The gateway to East Anglia and eastern England, the M11 strikes out from London through rolling Essex hills towards Cambridge.
The M11 is a motorway built in the seventies to whiz traffic from London to the newly-developed Stansted airport. An additional two-lane section was built north of there, completed in the early eighties, to get traffic to Cambridge and then onto what is now the A14 and then onto the A1.
Short-sighted planning gave the Stansted junction, where the M11 loses a lane, a normal roundabout interchange, at which all the airport traffic got tangled in the traffic lights along with locals trying to get to Bishop's Stortford. Free-flowing links into the airport's road system were built at great expense in 2002, and things are now flowing smoothly at long last.
Three junctions are missing from the start of the motorway - at the London end it begins at junction 4. The unbuilt part would have been a route further into London to reach Ringway 1, a proposed inner ring motorway for London. The link was eventually built to a different design in the 1990s as the A12 between the A406 and Hackney Wick.
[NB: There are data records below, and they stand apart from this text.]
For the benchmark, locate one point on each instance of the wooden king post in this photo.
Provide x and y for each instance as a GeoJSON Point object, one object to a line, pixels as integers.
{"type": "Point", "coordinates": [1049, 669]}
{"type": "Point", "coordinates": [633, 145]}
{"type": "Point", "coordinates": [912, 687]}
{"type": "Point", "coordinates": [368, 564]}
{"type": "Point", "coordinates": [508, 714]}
In fact there's a lot that never happened with the M11: its route in to London down the Roding Valley was actually the second choice for the motorway and initially the preferred route would have taken it down the Lea Valley instead, passing west of the new town of Harlow instead of east. The change of plan came too late for the planning of Harlow itself, which now has all its industrial areas on the north and west sides of the town, far away from the motorway connection. One of the town's designers described the change as being like building a seaside town and then "moving the sea".